In Herzl’s imagination, 120 years ago, the future state is a technological wonderland. Electric and telephone lines exist in every home, fast electric trains crisscross the country and even the region, electric boats skim the Kinneret, electric farming equipment powers agricultural collectives, electric cable cars whirl above city streets to avoid creating traffic jams below. The land is filled with electric cars with battery swap stations, all managed by cooperatives of drivers – over 100 years ago. This happened before Shai Aggasi introduced the same concept via Israel’s (failed) Better Place venture.

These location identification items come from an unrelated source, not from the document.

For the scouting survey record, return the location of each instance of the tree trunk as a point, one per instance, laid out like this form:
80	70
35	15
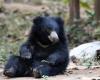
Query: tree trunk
97	9
74	7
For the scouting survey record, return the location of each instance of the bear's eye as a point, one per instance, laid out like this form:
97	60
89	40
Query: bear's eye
48	30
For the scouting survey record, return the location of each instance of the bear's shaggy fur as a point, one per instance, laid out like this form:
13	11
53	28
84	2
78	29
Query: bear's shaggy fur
44	53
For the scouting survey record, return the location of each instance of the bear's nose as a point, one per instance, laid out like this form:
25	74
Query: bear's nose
53	37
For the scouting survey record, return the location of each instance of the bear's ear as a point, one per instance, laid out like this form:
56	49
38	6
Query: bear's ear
37	20
59	20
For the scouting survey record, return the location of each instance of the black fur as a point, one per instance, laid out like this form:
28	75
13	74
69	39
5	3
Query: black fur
48	58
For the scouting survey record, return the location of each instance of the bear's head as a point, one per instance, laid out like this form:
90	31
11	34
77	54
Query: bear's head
48	30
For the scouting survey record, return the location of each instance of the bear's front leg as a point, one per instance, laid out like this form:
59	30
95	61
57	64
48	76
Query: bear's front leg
16	67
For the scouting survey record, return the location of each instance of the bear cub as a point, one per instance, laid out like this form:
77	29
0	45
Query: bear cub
44	53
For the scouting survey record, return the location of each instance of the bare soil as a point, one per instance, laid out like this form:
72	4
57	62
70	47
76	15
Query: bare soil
73	73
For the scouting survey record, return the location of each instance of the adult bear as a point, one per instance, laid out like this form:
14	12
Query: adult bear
44	53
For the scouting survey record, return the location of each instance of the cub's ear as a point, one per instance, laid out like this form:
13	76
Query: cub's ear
59	20
37	20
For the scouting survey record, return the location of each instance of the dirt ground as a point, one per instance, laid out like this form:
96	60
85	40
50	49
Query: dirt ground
73	73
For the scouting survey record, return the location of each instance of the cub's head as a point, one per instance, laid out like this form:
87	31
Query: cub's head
48	29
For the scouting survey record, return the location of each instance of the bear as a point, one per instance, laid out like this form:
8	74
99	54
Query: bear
44	53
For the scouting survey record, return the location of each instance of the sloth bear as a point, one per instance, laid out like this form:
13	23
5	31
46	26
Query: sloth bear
44	53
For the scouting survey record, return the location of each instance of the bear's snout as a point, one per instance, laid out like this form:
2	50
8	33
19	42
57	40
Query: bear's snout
53	37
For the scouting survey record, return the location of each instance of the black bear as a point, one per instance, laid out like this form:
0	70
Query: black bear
44	53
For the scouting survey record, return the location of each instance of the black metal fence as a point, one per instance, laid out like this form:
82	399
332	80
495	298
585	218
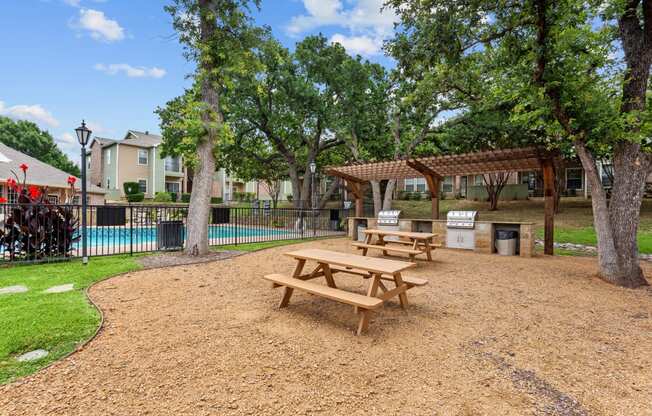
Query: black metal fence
128	229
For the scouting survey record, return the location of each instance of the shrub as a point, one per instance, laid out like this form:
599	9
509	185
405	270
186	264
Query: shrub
131	188
162	197
139	197
36	229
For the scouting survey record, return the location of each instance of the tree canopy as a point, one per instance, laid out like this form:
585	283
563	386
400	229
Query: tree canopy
28	138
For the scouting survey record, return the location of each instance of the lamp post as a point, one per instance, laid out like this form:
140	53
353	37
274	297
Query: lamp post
83	134
313	169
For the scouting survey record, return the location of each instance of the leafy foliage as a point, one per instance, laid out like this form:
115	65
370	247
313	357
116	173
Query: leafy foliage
28	138
34	228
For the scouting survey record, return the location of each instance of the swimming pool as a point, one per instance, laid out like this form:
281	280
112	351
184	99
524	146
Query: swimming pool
117	236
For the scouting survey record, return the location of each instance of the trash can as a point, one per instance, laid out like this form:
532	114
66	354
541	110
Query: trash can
169	235
506	241
361	234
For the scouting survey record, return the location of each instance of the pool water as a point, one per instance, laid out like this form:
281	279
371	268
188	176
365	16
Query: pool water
108	236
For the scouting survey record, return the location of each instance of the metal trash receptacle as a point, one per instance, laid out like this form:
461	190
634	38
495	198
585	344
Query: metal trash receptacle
506	241
361	235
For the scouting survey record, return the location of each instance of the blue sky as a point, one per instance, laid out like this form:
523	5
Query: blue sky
112	62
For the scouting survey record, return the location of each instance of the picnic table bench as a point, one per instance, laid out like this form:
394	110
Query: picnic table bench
329	263
420	243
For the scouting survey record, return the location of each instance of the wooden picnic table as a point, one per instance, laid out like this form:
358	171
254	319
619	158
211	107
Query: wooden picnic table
421	243
378	271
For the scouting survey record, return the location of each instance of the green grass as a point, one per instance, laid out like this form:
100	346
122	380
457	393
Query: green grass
56	322
260	246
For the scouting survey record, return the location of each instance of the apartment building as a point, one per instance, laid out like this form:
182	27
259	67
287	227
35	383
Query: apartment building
52	180
135	158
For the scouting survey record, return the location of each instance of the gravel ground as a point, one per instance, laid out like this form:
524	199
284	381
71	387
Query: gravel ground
488	336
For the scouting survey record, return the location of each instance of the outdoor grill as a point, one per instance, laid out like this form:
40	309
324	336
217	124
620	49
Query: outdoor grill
461	219
460	231
388	218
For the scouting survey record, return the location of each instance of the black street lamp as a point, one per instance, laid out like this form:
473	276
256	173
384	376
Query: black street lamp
313	169
83	135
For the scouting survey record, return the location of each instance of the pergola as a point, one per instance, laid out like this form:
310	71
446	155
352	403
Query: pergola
434	168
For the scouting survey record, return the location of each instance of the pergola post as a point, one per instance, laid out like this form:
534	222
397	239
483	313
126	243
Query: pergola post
433	188
549	206
356	190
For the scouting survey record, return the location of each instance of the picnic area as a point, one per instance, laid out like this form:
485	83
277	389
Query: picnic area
487	334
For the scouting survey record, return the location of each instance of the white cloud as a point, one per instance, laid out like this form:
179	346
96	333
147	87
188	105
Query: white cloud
366	20
360	45
364	16
99	26
35	113
131	71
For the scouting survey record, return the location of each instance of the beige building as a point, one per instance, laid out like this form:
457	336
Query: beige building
47	177
135	158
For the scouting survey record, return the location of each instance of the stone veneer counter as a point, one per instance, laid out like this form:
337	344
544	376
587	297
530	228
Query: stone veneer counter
485	232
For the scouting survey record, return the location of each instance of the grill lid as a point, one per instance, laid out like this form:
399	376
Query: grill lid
389	217
461	219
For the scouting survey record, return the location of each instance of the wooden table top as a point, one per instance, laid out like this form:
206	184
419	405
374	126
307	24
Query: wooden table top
371	264
408	234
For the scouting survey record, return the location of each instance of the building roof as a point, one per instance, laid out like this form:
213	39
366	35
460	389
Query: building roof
39	173
141	139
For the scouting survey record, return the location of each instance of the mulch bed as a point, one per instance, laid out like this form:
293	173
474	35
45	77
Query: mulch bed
488	335
180	259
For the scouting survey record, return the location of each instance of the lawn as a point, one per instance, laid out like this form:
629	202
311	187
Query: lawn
574	224
56	322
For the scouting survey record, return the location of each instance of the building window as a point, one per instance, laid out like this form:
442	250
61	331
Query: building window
173	164
173	187
143	156
447	184
574	178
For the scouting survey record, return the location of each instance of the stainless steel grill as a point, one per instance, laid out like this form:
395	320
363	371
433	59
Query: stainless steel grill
461	219
388	218
460	231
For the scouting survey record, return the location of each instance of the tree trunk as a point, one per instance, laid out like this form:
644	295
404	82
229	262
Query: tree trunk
630	170
296	187
616	223
199	208
389	194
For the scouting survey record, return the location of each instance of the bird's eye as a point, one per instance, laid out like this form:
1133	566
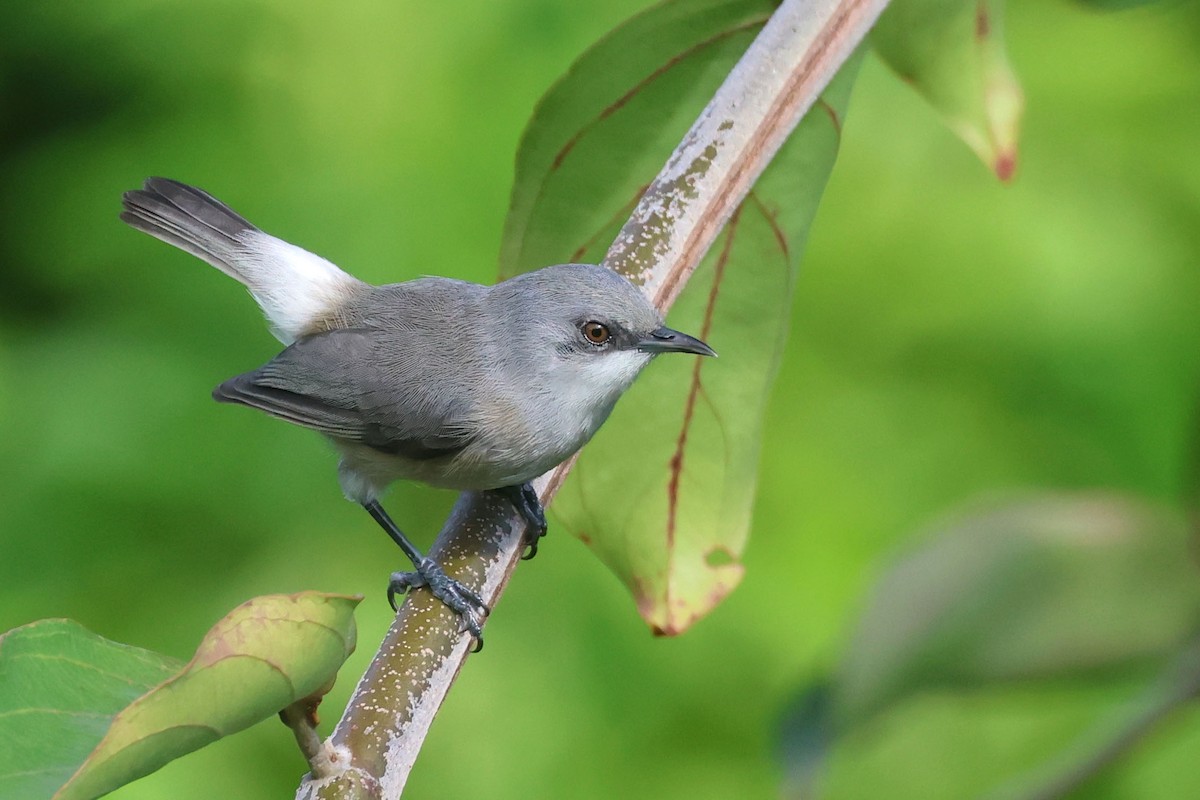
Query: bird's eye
595	332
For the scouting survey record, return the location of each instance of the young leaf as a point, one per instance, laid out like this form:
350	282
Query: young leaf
663	494
81	715
953	53
1047	587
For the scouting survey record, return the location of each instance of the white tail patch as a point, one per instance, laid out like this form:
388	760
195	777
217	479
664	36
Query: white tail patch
295	288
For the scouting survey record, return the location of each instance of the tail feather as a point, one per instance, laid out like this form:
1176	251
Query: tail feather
191	220
299	292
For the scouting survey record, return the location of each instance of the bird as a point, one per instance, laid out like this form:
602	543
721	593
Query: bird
449	383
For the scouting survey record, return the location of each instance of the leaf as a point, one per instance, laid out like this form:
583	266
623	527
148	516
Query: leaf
81	716
664	492
953	53
1116	5
1045	587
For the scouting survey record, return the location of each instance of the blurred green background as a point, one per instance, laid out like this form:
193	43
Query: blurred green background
953	338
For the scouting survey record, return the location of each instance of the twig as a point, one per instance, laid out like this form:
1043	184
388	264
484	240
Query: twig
708	175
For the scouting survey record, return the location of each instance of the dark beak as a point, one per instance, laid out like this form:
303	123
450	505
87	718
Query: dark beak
665	340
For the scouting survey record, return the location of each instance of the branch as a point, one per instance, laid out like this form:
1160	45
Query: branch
673	224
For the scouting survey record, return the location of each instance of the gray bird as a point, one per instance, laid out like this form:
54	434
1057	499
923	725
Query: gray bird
444	382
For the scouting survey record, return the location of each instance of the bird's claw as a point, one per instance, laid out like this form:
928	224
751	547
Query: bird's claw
454	594
527	503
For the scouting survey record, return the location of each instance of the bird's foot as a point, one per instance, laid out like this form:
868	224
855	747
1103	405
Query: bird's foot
527	503
455	595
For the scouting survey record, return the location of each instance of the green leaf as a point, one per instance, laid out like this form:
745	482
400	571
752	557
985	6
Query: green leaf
81	716
1116	5
1047	587
664	492
953	53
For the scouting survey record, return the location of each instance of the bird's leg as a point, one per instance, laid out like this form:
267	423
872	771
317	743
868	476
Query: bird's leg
457	597
525	499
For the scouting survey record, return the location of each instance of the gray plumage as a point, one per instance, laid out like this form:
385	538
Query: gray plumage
443	382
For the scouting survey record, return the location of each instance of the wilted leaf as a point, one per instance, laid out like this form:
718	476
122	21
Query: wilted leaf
953	53
663	494
81	715
1041	588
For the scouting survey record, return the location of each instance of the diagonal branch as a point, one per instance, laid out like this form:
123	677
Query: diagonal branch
673	224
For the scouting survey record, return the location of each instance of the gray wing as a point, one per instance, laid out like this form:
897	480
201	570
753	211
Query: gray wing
335	383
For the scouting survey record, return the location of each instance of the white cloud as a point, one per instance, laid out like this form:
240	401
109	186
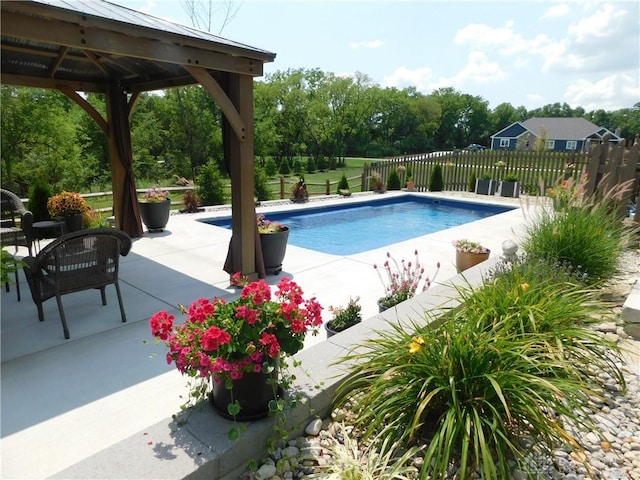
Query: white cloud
609	93
479	70
366	44
606	40
556	11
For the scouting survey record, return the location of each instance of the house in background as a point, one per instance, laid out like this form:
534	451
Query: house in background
560	134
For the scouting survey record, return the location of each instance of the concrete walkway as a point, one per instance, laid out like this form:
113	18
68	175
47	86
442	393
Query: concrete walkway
100	405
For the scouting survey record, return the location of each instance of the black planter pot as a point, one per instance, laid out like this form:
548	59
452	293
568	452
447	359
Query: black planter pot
274	247
155	215
509	189
485	187
253	391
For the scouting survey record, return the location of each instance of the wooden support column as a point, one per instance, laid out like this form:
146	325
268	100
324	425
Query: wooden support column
243	247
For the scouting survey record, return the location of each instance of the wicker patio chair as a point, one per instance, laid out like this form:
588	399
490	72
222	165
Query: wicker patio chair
15	233
75	262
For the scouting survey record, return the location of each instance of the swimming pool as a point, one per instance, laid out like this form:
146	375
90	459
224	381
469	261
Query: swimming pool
358	227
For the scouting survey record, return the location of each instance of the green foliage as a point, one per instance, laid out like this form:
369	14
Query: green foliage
284	167
39	194
393	182
586	234
343	184
270	167
345	317
211	185
311	165
471	186
436	183
261	189
469	385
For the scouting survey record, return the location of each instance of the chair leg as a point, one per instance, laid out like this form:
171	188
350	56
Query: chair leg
124	316
17	285
64	320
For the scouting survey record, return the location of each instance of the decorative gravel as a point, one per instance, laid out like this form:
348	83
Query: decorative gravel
615	456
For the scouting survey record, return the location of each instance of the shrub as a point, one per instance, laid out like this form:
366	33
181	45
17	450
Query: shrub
270	167
39	193
393	182
436	183
345	317
469	386
285	169
343	184
585	233
211	185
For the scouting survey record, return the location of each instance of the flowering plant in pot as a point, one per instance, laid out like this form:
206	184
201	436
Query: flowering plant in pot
155	208
229	344
344	317
65	204
69	207
273	240
155	195
268	226
403	280
469	253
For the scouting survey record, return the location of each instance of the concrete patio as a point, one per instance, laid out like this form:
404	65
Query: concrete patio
100	405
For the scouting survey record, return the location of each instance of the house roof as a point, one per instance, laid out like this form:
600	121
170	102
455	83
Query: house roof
562	128
87	44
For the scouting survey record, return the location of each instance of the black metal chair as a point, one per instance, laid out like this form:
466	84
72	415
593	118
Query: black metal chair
75	262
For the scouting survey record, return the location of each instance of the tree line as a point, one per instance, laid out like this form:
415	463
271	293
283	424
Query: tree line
298	113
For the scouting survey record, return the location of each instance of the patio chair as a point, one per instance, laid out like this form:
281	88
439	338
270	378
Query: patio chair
14	233
75	262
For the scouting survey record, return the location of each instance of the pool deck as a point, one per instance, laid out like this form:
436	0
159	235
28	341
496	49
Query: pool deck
100	405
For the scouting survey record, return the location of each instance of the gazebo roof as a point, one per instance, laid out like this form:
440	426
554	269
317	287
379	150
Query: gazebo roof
84	45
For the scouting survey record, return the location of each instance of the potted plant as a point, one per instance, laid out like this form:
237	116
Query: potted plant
236	349
343	317
509	186
403	280
155	207
273	239
469	253
485	185
299	193
68	207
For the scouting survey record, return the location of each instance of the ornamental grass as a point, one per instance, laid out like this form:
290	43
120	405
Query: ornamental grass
582	231
506	374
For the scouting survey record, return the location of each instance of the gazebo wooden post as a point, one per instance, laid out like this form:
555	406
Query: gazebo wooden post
243	210
125	204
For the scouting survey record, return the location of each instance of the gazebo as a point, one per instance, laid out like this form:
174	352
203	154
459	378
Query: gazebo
97	46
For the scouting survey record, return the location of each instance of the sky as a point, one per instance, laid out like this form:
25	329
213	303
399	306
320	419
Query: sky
526	53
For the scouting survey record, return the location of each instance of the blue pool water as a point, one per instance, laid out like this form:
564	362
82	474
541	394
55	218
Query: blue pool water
355	228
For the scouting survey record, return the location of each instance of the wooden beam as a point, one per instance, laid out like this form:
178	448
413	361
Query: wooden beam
32	9
63	33
27	81
54	68
87	107
216	91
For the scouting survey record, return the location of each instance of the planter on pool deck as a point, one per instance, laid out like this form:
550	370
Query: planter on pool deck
274	247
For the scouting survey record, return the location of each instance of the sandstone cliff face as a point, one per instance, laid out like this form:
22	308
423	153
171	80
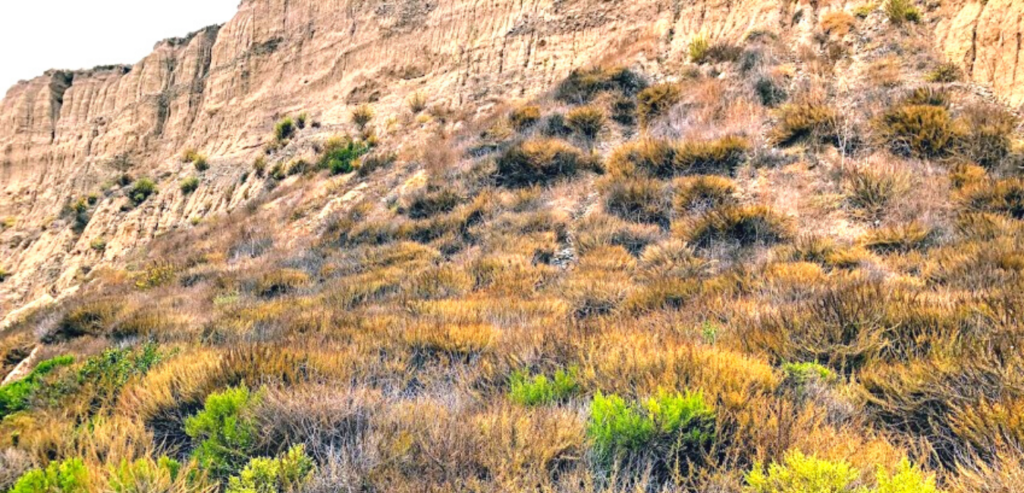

And Herzl shared the astounding vision that the future state would be 100% carbon-neutral in its power production, replacing the need for burning polluting fossil fuels. About 116 years after Herzl published his fictionalized vision, Elon Musk said to then-prime minister Binyamin Netanyahu, “You know, your entire country could be powered by solar power. The Negev is Israel’s energy future. You can deploy solar systems here that will give you more energy than you need – clean energy. Israel is a technological superpower.”
“You know, your entire country could be powered by solar power. The Negev is Israel’s energy future. You can deploy solar systems here that will give you more energy than you need – clean energy. Israel is a technological superpower.”
Elon Musk
Musk, a master of the electric car, solar energy, battery storage and Space X, is the kind of investor that Herzl thought he would find in the Rothschilds and de Hirsches of his era. But when they turned him down, he wrote them long letters in the hope that his pen was mightier than their fears. And he pivoted his financial model for creating the state.
Well before OurCrowd, Herzl undertook the second crowdfunding campaign in Jewish history – the Tabernacle in the desert 3,700 years earlier was the first. Herzl sold shares in his dream via the Jewish Colonial Trust, which trades today on the Tel Aviv stock market as part of the holdings of Bank Leumi. The Jewish bankers of his time thought he was crazy.
Herzl, himself manic depressive, understood the fine line between madness and prophecy.
“During these days, I have more than once been afraid I was losing my mind,” said Herzl. “This is how tempestuously the trains of thought have raced through my soul. A lifetime will not suffice to carry it all out. But I shall leave behind a spiritual legacy. To whom? To all men. I believe I shall be named among the greatest benefactors of mankind.”
Herzl’s ability to see the future was also a curse. He understood the mental illness he and Julie had bequeathed their children, whose lives all ended in heartbreaking tragedy. Therefore, immortality and celebration of his genius would not be attained through blood or writing plays and articles, but by crafting the movement that would achieve enlightened statehood.